Addressing Burnout and Stress in the Modern Work Environment

Addressing Burnout and Stress in the Modern Work Environment

In recent times, working from home often does not imply shorter hours. Many experience longer workdays, approximately 49 minutes more, along with attending more meetings than before the pandemic. Regardless of whether you travel to work or have a home office, you might have found it challenging to disconnect from work even pre-pandemic.

Burnout is a global issue, recognized in the latest edition of the World Health Organization’s International Classification of Diseases as a syndrome. This occupational phenomenon is marked by exhaustion, cynicism, and negativity. If this resonates with you, it might be time to reflect on your habits. When was the last time you watched a movie or a show without checking your inbox? Do you often leave the house without your phone? Can you enjoy a meal or sit for an hour without engaging in work tasks?

Journalist Celeste Headlee discussed with New York City therapist Amelia Aldao strategies on working less and relaxing more. The key points from their conversation, summarized for clarity, include:

On the Isolation Epidemic

Many people, irrespective of their living situation, feel isolated. Whether living alone, with a partner, children, or extended family, isolation is increasingly problematic. The loneliness epidemic in America has been worsening, impacting anxiety, depression, and physical health.

Why We Feel Guilty When We Aren’t Working

Feelings of guilt can stem from internalized voices from family. While problematic, guilt can serve a purpose. High productivity expectations lead to guilt when they aren’t met. It signals that things aren’t as they should be.
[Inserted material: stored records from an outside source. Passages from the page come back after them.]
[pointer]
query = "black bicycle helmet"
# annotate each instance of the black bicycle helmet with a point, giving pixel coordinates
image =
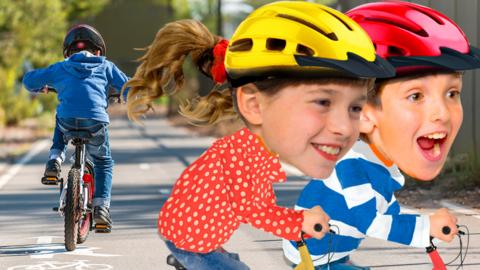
(81, 34)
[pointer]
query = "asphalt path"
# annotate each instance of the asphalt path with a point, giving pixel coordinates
(148, 159)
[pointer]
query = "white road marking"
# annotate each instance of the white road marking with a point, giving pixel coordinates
(36, 148)
(460, 209)
(42, 240)
(144, 166)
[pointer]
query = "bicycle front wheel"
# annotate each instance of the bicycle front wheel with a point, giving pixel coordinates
(72, 209)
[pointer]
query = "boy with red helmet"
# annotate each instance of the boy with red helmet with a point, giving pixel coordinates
(83, 81)
(408, 124)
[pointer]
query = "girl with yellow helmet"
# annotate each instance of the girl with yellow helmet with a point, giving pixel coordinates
(298, 74)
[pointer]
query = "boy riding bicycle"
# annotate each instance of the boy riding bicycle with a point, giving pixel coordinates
(83, 81)
(408, 124)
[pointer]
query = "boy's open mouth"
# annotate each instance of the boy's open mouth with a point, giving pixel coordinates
(431, 145)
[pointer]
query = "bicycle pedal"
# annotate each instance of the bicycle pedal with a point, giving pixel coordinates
(50, 180)
(102, 228)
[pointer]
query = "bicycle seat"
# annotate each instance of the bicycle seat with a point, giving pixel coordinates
(78, 133)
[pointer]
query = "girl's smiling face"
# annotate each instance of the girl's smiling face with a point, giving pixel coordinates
(310, 125)
(417, 121)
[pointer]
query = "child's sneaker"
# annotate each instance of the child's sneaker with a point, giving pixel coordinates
(52, 172)
(103, 221)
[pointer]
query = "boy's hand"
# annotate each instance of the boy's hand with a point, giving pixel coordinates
(313, 216)
(45, 89)
(443, 218)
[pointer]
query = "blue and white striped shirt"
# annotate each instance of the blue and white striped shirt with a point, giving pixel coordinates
(359, 198)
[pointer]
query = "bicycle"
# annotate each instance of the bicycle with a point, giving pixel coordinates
(76, 195)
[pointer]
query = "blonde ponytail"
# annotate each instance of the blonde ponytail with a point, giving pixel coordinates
(161, 72)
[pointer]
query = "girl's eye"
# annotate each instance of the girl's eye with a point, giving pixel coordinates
(415, 97)
(453, 94)
(356, 109)
(323, 102)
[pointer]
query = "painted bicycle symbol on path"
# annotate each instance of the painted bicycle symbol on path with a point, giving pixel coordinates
(53, 265)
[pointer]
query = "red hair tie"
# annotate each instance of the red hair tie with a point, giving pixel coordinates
(219, 74)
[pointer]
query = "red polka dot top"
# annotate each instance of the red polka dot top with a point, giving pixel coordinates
(231, 183)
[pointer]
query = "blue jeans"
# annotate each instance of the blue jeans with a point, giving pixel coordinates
(342, 264)
(215, 260)
(98, 149)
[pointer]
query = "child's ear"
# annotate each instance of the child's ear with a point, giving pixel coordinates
(248, 102)
(367, 119)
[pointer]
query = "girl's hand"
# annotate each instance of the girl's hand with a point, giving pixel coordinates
(443, 218)
(313, 216)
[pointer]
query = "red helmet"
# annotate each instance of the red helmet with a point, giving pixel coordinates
(83, 35)
(412, 37)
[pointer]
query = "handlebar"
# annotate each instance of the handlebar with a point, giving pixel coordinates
(112, 95)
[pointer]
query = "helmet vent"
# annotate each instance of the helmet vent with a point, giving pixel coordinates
(395, 51)
(429, 14)
(241, 45)
(338, 18)
(275, 44)
(331, 36)
(301, 49)
(420, 32)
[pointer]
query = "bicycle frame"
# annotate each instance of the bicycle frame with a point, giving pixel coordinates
(79, 163)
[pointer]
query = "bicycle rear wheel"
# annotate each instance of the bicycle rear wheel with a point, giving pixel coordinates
(72, 209)
(87, 217)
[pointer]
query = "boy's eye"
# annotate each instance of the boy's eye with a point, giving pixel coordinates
(415, 97)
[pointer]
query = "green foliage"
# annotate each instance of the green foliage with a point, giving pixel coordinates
(78, 9)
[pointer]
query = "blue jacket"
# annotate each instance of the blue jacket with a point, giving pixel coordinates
(82, 81)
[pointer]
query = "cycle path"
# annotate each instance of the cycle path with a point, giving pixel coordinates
(148, 161)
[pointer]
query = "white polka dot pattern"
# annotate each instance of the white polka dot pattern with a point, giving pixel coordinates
(230, 183)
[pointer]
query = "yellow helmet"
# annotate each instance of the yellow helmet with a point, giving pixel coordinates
(301, 38)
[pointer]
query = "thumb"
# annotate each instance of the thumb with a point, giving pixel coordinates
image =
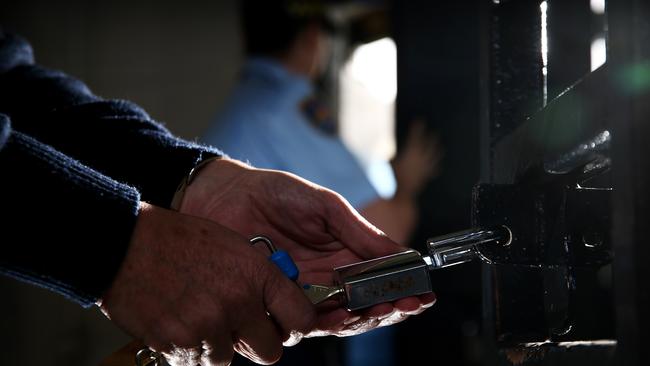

Combating guilt involves reframing your environment and resetting expectations. Proactive work can prevent guilt from arising, as it’s difficult to manage once it appears.

On Using Exposure Therapy to Address Compulsions

Accepting that not every task on your to-do list will be completed is essential. Prioritization and letting go are key. A concrete example involves shifting from maintaining an empty inbox to prioritizing clients and team members. Over time, sitting through the anxiety of unread emails became easier, a technique from cognitive behavioral therapy known as exposure. Engaging repeatedly with anxiety-inducing activities reduces their impact over time.